Discussions about changing them are expected to last much of next year, but some common themes are already emerging, such as the need to protect public investment, which is usually the first victim of any spending cuts during crises.

“We need to avoid what happened in the previous crisis when public investments reached zero year after year,” EU Economic Commissioner Paolo Gentiloni said upon arriving at the meeting.

“This cannot happen in the next few years and it is also the reason why tomorrow we will have a discussion on the budgetary rules related to investments,” he said, adding that reaching a consensus on the changes would be “a big effort”.

‘Green’ investments, aimed at reducing Europe’s net CO2 emissions to zero by 2050, should receive special treatment, some argue, and even be exempt from deficit calculations. ‘EU. French Finance Minister Bruno le Maire said on entering the talks that it was an idea worth discussing.

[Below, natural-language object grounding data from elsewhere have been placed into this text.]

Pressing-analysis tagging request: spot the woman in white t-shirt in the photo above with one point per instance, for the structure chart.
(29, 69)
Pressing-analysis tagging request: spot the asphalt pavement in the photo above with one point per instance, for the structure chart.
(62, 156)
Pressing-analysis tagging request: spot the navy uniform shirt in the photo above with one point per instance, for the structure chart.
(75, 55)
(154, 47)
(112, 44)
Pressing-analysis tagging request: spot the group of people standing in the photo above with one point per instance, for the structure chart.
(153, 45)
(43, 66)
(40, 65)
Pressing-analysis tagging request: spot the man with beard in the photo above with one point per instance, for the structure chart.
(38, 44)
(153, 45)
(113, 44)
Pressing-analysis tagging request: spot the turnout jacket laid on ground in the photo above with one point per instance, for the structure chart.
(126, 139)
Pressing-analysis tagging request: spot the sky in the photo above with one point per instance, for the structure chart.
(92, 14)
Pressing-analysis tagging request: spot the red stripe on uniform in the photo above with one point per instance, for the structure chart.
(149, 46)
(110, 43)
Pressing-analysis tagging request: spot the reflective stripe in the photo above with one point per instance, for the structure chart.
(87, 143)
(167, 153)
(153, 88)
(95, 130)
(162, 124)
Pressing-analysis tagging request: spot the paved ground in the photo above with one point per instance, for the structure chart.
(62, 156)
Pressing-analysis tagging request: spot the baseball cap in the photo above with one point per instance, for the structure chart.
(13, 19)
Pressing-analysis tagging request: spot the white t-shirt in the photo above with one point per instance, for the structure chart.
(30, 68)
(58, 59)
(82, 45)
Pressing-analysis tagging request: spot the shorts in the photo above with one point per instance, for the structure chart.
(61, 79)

Talks over EU fiscal rules are politically sensitive due to a lack of trust between traditionally more budget-frugal northern EU countries and what they see as more debauchery southern nations , a gap exacerbated by the sovereign debt crisis of 2010-2015.

The more budget-frugal fear that others will take advantage of any exemption from deficit calculations and graft onto those that are more stringent on spending, especially since the criteria for what constitutes “green” spending could be difficult to define.

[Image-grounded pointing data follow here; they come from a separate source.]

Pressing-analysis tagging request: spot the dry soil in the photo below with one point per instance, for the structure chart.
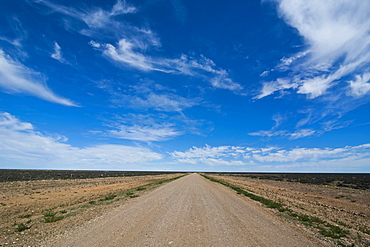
(191, 211)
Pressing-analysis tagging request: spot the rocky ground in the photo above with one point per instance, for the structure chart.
(32, 211)
(345, 208)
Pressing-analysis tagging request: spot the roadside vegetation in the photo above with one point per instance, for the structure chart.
(325, 228)
(43, 220)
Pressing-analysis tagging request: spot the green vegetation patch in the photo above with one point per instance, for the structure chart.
(51, 216)
(325, 228)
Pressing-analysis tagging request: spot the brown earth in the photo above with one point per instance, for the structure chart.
(346, 208)
(191, 211)
(76, 200)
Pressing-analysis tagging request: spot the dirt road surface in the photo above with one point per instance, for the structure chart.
(191, 211)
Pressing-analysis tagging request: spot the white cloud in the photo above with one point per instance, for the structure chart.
(269, 88)
(162, 102)
(132, 48)
(57, 55)
(291, 135)
(95, 18)
(100, 18)
(145, 133)
(142, 127)
(337, 33)
(17, 78)
(274, 158)
(128, 53)
(361, 86)
(23, 146)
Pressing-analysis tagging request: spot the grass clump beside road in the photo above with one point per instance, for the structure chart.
(268, 203)
(51, 216)
(325, 228)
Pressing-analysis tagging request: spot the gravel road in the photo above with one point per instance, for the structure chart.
(191, 211)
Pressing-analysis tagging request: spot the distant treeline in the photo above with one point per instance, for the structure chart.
(351, 180)
(28, 175)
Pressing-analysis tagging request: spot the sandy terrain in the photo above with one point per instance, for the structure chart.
(76, 200)
(344, 207)
(191, 211)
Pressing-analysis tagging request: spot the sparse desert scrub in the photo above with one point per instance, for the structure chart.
(341, 214)
(31, 211)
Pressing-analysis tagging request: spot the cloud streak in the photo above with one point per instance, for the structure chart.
(275, 158)
(22, 145)
(17, 78)
(337, 36)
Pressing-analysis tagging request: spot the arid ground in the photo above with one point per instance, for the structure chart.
(191, 211)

Currently, the rules state that governments should not run budget deficits above 3% of GDP and should keep debt below 60% of GDP. If the debt is higher, it should be reduced each year by 1 / 20th of the excess over the 60% limit.

But some countries, like Italy, have a debt of 160% of national production, which makes an annual reduction of 5 percentage points unrealistic, especially if the country has to invest heavily to make its economy “green” and more digitized. .

Olaf Scholz, who could become the first center-left chancellor of Europe’s economic powerhouse Germany for 16 years if his party wins national elections on September 26 as polls suggest, has shown little appetite for a big reform.

While the fiscal rules were flexible enough to allow massive spending during the Covid-19 crisis, they were also designed to ensure that public money is spent prudently, said Scholz, who is currently German finance minister.

“The two aspects together are the right path for the center I am committed to,” Scholz told reporters.

EU finance ministers from the Netherlands, Finland, Sweden, Slovakia, Czech Republic, Austria, Denmark and Latvia, traditionally representing a more frugal approach to public spending, expressed support careful with changing the rules.

“We are open to a debate on improving economic and fiscal governance, including the Stability and Growth Pact. While sticking to a rules-based fiscal framework, improvements should be made, ”they wrote in a joint letter.